MIT Hackathon project correlating social media discussion with consumer behavior.

Overview

Pogo is a simple project to explore the relationship between consumer sentiment about products, as expressed in the natural language text of product reviews, Twitter feeds and NYTimes articles with the explicit product ratings on Best Buy. This is a team project for the MIT Hackathon at the Hack/Reduce space in Cambridge, MA in March 2015.

Subgoals were to play with the APIs available by the sponsors (Indico.io, Knowledgent, Basis, Tamr), tap interesting public datasets, and integregate diverse tools of interest to the team, including R, Shiny and Python and make these work together.

Data sources

  • Indico.io for sentiment analysis of natural language text
  • Best Buy API for product search, consumer ratings (numeric) and reviews (text)
  • NYTimes API for news articles mentioning specific products
  • Twitter API for Twitter feeds

Tools / platforms

Methodology

For a specific product search term, e.g. "iPhone" Pogo:

  • Searches the Best Buy products API to find all products matching the search term
  • Extracts list of matching SKUs
  • Retrieves product ratings and customer review text verbatims from the Best Buy Reviews API for those SKUs
  • Calculates the sentiment value of the review text using Indico.io
  • Searches Twitter Developer API for Tweets matching the search term, and calculates sentiment
  • Searches NYTimes Articles API for news articles matching the search term

Results

Below is a screen image of one Pogo visualizations, showing the mean sentiment score of the text comments written by customers (e.g. "The is everything that was promised to Apple customers.
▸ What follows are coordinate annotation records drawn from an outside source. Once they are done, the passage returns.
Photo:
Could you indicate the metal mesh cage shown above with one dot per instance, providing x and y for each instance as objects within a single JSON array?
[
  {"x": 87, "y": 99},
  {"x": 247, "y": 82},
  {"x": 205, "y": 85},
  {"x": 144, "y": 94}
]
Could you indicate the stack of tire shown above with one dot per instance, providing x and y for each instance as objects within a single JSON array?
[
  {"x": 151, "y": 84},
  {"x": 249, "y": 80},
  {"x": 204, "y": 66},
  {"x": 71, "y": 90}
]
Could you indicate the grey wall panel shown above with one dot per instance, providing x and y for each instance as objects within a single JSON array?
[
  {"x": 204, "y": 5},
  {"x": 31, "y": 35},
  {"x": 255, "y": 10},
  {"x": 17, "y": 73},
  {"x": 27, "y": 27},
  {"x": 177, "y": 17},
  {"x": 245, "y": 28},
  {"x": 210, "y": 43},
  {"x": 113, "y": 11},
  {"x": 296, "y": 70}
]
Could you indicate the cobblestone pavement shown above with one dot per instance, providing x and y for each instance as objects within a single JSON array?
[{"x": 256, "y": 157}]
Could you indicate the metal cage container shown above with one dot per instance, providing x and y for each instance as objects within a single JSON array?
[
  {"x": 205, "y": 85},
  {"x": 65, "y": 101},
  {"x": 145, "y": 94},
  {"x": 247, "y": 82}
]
I suggest this phone to upgraders and everyone else!"), versus the numerical product rating on Best Buy (e.g. "5" stars). This graph shows a strong correlation between the numerical rating and the sentiment score of the review text, spanning the entire 0.0 to 1.0 scale. Of course, you'd expect more positive words with more positive reviews, the striking thing was how well the sentiment API scores reflected our intuitive sense of the sentiments when reading the words: Image and video hosting by TinyPic

For each product, Pogo also produces World Clouds of the text in the Best Buy product reviews and NY Times articles: Image and video hosting by TinyPic

Twitter sentiment is displayed as a histogam of sentiment value vs word frequency. This graph below shows that for PlayStation, tweets referencing #playstation were most commonly skewed toward the positive sentiment, although there is a wide distribution of sentiment for individual tweets. Image and video hosting by TinyPic

Findings

  • The Indico.io API for sentiment analysis was very easy to work with with, and yielded scores which jibe with both

Challenges

  • The Best Buy Products API has relatively coarse search capabilities. For instance, a search for iPhone will return a list of products, many of which are actually iPhones specifically, but also includes things like iPhone cases and iPhone speakers. The alternative is an exact text search, which requires incredible precision from user input.
  { "sku": 1722009, "name": "Apple - iPhone 5c 16GB Cell Phone - Pink (AT&T)" },
  { "sku": 1724671, "name": "Apple - iPhone 5c 16GB Cell Phone - Pink (Sprint)",
  { "sku": 6704115, "name": "ADOPTED - Cushion Wrap Case for Apple® iPhone® 5 and 5s - Black/Rose Gold" },
  • The Best Buy, Twitter and NYTimes APIs have relatively stringent rate limits, both in terms of queries per second as well as total queries over longer periods, including 15 minutes, hour or day. During the development process, test queries can inadvertently lock out the API for a period of time.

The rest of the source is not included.